Rathnam Sarah, Parbhoo Sonali, Swaroop Siddharth, Pan Weiwei, Murphy Susan A, Doshi-Velez Finale
John A. Paulson School of Engineering and Applied Sciences, Harvard University, Cambridge, MA 02138 USA.
Imperial College London, London SW7 2BX, UK.

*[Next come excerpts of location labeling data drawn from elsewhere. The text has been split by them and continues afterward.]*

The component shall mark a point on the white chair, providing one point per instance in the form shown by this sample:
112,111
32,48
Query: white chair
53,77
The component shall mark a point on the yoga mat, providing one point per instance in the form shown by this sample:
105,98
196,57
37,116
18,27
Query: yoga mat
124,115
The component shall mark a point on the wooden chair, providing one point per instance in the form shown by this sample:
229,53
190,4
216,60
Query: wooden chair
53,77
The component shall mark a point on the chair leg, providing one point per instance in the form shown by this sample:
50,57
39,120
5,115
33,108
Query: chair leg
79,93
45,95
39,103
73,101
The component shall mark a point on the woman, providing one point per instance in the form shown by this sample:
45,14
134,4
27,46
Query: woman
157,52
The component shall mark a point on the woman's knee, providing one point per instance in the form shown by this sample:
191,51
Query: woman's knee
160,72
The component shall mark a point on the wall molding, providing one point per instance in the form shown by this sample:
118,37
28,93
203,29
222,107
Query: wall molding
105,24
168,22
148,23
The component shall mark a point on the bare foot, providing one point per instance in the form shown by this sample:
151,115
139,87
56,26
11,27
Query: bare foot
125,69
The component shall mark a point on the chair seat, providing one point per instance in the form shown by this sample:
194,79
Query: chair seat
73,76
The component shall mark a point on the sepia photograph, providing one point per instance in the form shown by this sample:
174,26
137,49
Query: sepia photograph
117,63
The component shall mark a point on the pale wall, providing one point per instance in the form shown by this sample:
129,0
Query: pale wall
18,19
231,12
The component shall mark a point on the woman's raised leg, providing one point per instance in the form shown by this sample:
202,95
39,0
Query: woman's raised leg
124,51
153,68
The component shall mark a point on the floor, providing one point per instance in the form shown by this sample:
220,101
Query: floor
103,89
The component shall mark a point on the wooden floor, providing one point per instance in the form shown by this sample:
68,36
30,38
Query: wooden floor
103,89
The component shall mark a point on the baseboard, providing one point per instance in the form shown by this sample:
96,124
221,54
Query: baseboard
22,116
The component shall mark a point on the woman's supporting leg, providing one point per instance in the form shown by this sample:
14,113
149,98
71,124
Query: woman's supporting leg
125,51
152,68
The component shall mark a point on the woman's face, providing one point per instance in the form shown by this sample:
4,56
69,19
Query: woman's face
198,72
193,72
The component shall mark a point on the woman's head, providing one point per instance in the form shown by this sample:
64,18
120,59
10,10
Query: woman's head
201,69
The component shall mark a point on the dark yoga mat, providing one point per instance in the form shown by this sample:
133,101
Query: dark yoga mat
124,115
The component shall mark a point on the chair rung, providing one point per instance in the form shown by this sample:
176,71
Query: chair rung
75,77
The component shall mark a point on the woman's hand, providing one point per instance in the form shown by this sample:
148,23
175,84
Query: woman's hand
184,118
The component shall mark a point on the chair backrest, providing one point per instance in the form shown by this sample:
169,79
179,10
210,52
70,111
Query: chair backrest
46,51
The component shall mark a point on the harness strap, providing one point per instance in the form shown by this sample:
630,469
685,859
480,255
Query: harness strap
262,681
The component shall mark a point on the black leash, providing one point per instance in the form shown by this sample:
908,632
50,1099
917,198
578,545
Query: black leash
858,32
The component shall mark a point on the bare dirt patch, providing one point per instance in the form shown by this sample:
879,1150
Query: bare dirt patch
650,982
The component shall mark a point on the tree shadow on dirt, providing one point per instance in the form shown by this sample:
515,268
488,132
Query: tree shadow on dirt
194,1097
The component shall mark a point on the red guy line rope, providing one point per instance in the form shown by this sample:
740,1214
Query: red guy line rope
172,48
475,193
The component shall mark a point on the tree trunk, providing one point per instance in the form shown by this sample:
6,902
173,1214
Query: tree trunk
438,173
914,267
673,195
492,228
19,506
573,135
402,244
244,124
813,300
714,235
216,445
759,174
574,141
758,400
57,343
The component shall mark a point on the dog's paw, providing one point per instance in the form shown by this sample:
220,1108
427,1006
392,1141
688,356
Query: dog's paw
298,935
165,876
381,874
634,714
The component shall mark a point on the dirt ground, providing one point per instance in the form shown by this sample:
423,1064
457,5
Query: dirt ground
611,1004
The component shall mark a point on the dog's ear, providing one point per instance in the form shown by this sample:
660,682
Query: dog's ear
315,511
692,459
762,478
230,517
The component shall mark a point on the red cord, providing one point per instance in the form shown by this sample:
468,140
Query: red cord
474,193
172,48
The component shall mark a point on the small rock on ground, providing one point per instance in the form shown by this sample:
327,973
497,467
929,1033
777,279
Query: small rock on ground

J Mach Learn Res. 2024;25.
Discount regularization, using a shorter planning horizon when calculating the optimal policy, is a popular choice to avoid overfitting when faced with sparse or noisy data. It is commonly interpreted as de-emphasizing or ignoring delayed effects. In this paper, we prove two alternative views of discount regularization that expose unintended consequences and motivate novel regularization methods. In model-based RL, planning under a lower discount factor acts like a prior with stronger regularization on state-action pairs with more transition data. This leads to poor performance when the transition matrix is estimated from data sets with uneven amounts of data across state-action pairs. In model-free RL, discount regularization equates to planning using a weighted average Bellman update, where the agent plans as if the values of all state-action pairs are closer than implied by the data. Our equivalence theorems motivate simple methods that generalize discount regularization by setting parameters locally for individual state-action pairs rather than globally. We demonstrate the failures of discount regularization and how we remedy them using our state-action-specific methods across empirical examples with both tabular and continuous state spaces.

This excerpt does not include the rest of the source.